I could well describe myself as a great-granddaughter of Warsaw, much of my family having migrated here from the Warsaw region. At twenty-one, a great-aunt told me of how her father had taken her to visit the family there just after the first world war; until then I had not realised that any relatives had stayed behind and I started to ask myself why I had not heard about them. I did not finish my thought; my brain knew the horrible answer and my blood ran cold.
'Mila 18' is viscerally close to home.
Having recently read a survivor's non-fiction memoir, I had to remind myself that the novel's leading characters are merely the creations of the author, so well and memorably are they depicted. But I know Leon Uris did that side of his research well; they very much had their real-life counterparts, such as the young commander who wedged himself into a narrow bunker entrance as the Nazis approached and shot him, giving time for his fellow fighters and civilians to escape through other exits.

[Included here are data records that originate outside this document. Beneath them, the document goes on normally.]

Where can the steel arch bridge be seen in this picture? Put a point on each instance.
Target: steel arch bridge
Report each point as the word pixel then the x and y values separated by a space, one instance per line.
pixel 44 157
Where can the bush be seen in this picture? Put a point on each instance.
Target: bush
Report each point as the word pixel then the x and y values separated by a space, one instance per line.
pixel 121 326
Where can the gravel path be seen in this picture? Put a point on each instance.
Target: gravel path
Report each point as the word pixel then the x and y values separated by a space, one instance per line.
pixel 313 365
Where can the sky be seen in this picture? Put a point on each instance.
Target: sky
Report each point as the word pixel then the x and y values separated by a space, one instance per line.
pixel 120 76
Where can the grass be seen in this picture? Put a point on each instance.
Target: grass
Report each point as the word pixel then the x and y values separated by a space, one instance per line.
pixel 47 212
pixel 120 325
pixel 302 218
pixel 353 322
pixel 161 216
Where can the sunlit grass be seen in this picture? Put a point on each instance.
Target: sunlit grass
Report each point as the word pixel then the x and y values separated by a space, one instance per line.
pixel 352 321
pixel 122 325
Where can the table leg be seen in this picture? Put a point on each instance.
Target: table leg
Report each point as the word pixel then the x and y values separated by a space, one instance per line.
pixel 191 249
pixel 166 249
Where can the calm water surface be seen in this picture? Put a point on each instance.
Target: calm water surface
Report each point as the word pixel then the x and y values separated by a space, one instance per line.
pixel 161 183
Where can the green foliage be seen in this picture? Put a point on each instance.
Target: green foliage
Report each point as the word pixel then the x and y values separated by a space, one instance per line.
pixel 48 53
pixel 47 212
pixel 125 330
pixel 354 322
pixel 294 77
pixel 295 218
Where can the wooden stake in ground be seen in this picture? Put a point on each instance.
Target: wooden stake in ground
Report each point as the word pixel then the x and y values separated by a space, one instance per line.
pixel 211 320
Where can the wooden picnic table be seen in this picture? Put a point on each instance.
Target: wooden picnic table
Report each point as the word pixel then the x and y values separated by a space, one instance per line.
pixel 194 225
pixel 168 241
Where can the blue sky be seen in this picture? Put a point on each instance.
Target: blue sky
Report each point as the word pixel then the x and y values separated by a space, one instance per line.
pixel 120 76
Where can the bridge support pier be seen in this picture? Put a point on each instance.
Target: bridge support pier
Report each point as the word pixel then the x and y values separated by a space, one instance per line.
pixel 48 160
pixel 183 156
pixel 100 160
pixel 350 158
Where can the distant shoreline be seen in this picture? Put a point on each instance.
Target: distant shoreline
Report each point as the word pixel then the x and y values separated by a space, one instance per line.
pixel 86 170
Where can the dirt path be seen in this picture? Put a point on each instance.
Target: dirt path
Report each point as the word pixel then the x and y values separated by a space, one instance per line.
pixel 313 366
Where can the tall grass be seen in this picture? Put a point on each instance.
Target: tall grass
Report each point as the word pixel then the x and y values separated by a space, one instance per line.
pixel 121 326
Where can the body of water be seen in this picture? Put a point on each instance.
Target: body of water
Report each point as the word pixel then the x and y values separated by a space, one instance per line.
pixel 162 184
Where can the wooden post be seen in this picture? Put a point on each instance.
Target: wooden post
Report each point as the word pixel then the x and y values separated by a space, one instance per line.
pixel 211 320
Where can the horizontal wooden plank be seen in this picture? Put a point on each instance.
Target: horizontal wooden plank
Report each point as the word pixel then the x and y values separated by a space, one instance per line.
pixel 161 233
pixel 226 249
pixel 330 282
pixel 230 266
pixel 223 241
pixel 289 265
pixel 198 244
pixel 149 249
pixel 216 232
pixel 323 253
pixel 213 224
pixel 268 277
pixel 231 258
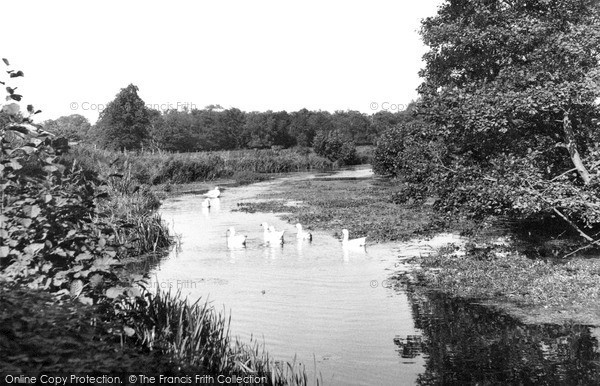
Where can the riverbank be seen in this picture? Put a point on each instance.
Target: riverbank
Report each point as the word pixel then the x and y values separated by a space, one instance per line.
pixel 533 290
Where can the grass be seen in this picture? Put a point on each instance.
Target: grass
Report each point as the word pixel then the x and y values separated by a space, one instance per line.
pixel 197 337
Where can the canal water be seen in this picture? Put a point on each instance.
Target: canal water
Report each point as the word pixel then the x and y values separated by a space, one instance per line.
pixel 337 311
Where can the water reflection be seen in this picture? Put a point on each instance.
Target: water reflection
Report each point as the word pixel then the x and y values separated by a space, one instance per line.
pixel 471 344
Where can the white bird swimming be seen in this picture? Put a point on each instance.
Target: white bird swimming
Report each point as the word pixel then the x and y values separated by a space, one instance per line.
pixel 275 237
pixel 302 234
pixel 266 233
pixel 234 240
pixel 360 242
pixel 214 193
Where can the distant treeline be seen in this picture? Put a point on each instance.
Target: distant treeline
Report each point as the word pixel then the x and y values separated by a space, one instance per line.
pixel 127 123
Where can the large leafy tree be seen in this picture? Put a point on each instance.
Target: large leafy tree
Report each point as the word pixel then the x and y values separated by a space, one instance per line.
pixel 511 87
pixel 124 123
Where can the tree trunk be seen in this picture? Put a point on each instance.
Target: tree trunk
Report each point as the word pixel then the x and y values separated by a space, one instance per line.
pixel 573 152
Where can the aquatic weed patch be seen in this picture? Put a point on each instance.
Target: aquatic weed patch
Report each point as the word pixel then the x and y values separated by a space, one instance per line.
pixel 363 206
pixel 533 289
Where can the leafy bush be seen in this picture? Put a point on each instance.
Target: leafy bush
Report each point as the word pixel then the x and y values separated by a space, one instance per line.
pixel 333 146
pixel 54 234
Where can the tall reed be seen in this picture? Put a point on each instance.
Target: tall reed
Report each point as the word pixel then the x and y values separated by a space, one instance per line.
pixel 198 338
pixel 156 168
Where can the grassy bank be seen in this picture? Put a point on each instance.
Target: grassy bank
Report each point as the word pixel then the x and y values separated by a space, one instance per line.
pixel 101 236
pixel 244 166
pixel 533 289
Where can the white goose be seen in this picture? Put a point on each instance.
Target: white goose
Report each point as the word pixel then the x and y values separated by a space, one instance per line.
pixel 360 242
pixel 214 193
pixel 275 237
pixel 266 233
pixel 302 234
pixel 234 240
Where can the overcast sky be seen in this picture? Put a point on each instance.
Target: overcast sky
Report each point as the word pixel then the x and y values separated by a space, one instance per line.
pixel 253 55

So both books are a moving read for anyone, but I found the novel, perhaps because it is written as fiction, to be much more imbued with emotion, and all the tragic drama of this supremely heroic but ultimately doomed uprising.
The small minus points against the writing are the occasional lapses into comic book language to show the impact of ordnance and that some of the Nazis seem cartoonish - but that's no more than they deserve.
No one would claim that the author was the most literary writer, just a successful, page-turning one, writing from the heart.
Leon Uris' characters are believable and sympathetic, standing in place of the real life people who died of starvation and disease, in the Treblinka gas chambers, or fighting back. And in place of the pitiful few who survived - such as the founders of the Ghetto Fighters kibbutz.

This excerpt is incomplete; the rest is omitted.